Nontuberculous mycobacteria (NTM) are ubiquitous in the environment and are regarded as less virulent than Mycobacterium tuberculosis to humans. Most clinical NTM infections are localized, but under certain conditions, these infections can become disseminated. A majority of disseminated NTM (dNTM) infections occur in patients with a compromised immune status, often due to a malignancy or due to infection with human immunodeficiency virus (HIV). In the past few decades, however, investigators found that children with genetic defects in the interleukin (IL)-12/interferon-γ (IFN-γ) axis are predisposed to severe NTM infections. Such children are considered to have a Mendelian susceptibility to mycobacterial disease (MSMD).[ In the past decade, a group of adult patients with MSMD-like clinical manifestations were reported in the literature.[ Instead of genetic defects in the IL-12/IFN-γ axis, neutralizing anti-IFN-γ autoantibodies (nAIGAs) were found to be the cause of severe and dNTM infections. Although numerous reports of this recently identified disease/syndrome have been published, no large-scale case-series study focusing on the detailed clinical information of this unique patient population can be found in the literature. Therefore, the purpose of this study was to describe the clinical manifestations, disease course, therapeutic regimens, and outcomes of patients with nAIGAs and dNTM infection.

Methods

Patients and definitions

From December 2009 to April 2014, we screened for the presence of nAIGAs in adult patients (age ≥18 years) with dNTM infections and those with nAIGAs who were enrolled in the present study. The medical charts of all of the patients were thoroughly reviewed and analyzed. All of the patients were HIV-negative and had no history of malignancy before the identification of nAIGAs. The diagnosis of pulmonary NTM infection was based on criteria proposed by the American Thoracic Society (ATS) and the Infectious Diseases Society of America (IDSA).[ Extrapulmonary NTM disease was diagnosed on the basis of clinical history, specified pathology, and a positive culture of the specific pathogen from aspirate or tissue biopsy. Tuberculosis (TB) was defined as a positive culture for M tuberculosis from clinical specimens. Disseminated mycobacterial infection was defined by the isolation of a mycobacterial species from more than 1 body site (noncontiguous) or from the blood or bone marrow. Patients with a serum creatinine level >1.5 mg/dL were considered to have renal insufficiency. If microorganisms other than NTM were isolated from a patient during the course of active dNTM infection, we diagnosed the patient with a coinfection. We considered patients, with or without treatment, who had no clinical evidence of active NTM disease, to be in a clinically stable condition. The clinical course of the patients was divided into the following 2 categories: cured (no recurrence of NTM infection for at least 6 months after discontinuation of antimycobacterial therapy) and persistent infection. The recurrence frequency of NTM infection in each patient was also recorded. This study was approved (DMR98-IRB-261 and 102–3985B) by the Institutional Review Board of China Medical University Hospital and Chang-Gung Memory Hospital. Informed written consent was obtained from all of the patients in accordance with the Declaration of Helsinki.
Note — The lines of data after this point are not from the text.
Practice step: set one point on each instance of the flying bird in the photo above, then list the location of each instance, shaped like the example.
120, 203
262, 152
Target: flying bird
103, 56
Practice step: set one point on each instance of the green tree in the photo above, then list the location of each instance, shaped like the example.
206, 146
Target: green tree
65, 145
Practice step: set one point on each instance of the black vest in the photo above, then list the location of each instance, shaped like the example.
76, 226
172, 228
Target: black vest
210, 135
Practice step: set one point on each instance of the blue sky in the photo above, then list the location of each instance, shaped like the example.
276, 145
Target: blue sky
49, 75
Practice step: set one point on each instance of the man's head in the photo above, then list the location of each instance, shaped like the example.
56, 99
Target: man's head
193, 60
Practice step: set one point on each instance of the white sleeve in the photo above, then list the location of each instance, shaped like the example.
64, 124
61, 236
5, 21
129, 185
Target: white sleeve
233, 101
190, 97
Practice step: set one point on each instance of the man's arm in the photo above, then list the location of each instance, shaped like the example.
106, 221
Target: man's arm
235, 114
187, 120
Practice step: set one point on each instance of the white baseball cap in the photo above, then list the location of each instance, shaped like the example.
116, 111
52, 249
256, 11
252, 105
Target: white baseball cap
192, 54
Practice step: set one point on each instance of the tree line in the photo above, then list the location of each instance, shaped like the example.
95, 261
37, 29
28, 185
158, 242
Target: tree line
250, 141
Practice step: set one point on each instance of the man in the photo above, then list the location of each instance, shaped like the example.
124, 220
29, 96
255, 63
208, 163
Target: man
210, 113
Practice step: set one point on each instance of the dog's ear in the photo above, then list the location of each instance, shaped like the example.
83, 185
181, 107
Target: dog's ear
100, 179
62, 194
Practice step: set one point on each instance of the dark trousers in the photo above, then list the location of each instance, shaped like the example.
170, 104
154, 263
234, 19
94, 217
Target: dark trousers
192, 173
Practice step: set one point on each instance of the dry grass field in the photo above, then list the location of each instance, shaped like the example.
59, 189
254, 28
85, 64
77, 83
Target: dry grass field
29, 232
Microbiological and molecular methods

All of our methods were based on our previous study with some modifications.[ For the detection and titration of nAIGAs, a 96-well microplate was precoated with 100 μL of antihuman IFN-γ antibody/well (AHIGA; BD Biosciences, 1:250) and incubated overnight at 4°C. The plate was washed 3 times with phosphate buffer saline (PBS)-Tween 0.05% and then blocked by incubation with PBS-10% fetal bovine serum (Gibco) for 1 hour at room temperature (RT). In another microplate, plasma from patients and donors was serially diluted (10–1 to 10–6) and incubated with 200 pg/mL recombinant human IFN-γ (BD) for 1 hour at 37°C. After blocking, the AHIGA-precoated plate was thoroughly washed, and a mixture of recombinant human IFN-γ and diluted plasma from patients or donors (100 μL/well) was added. The plate was then incubated for 2 hours at RT and washed again, and the detection antibody (BD, 1:250) was added. After incubation for 1 hour at RT, the plate was washed 7 times, and substrate solution was added. The plate was then incubated for 5 to 10 minutes at RT. The defined titer of nAIGAs was based on the optical density value (450 nm). In the blocking assay, the plasma was diluted from 10–1 to 10–6, and the blocking index was defined as the maximum dilution of plasma that blocked 50% of the IFN-γ concentration measurement. All molecular experiments were performed in duplicate.

Statistical analysis

The data were analyzed using the Statistical Package for the Social Sciences (SPSS) for Windows (Version 17.0; SPSS, Chicago, IL). Continuous variables are presented as the means ± standard deviation or medians and were compared using the Mann–Whitney U test. Categorical variables are expressed as percentages and were analyzed using the chi-square test or Fisher exact test if any expected value was below 5. A 2-tailed P value <0.05 was considered significant.

Results

Demographics of patients with nAIGAs and dNTM infection

We screened 46 adult patients with dNTM infection for the presence of nAIGAs, and 45 of the patients (97.8%) had such autoantibodies (17 of them had been included in our prior study)[ (Table 1). The median age at the time of nAIGA identification was 56 years (range: 37–87 years), and more than half of the patients (53.3%) were female. Most patients (88.9%) were Minnan (the major group of Han Chinese in Taiwan). Comorbid diseases were identified in 21 patients (46.7%); endocrine disorder was the leading comorbidity, followed by hypertension, malignancy, and autoimmune disease. Regarding endocrinopathy, only diabetes mellitus (4 cases) and thyroid disease (3 cases) were recorded. Four cases had autoimmune diseases that were diagnosed before or after the first NTM infection (range: −157 to 2284 days). Malignancies were found in 4 patients, and all malignancies originated from the T-cell/macrophage lineage (Table 1). Among those patients with malignancy, 2 cases received traditional chemotherapy. Another case was only treated with steroids, and no recurrence of the malignancy was reported during the follow-up period. The remaining patient received chemotherapy and a transplant of autologous peripheral stem cells. The nAIGA titers obtained from the last case decreased from the 10–6 to 10–2 dilution during the course of chemotherapy and stem cell transplantation. Antimycobacterial drugs were discontinued during the bone marrow recovery process. Eight months after the end of antibiotic therapy, no recurrence of NTM infection was reported for this patient. In summary, in Taiwan, an extremely high prevalence rate of nAIGAs was found in dNTM patients, and endocrine/exocrine-associated diseases were the most common comorbidities among these patients.

Table 1

Demographic data and outcome of 45 patients with anti-interferon γ autoantibodies and disseminated nontuberculous mycobacterial infections.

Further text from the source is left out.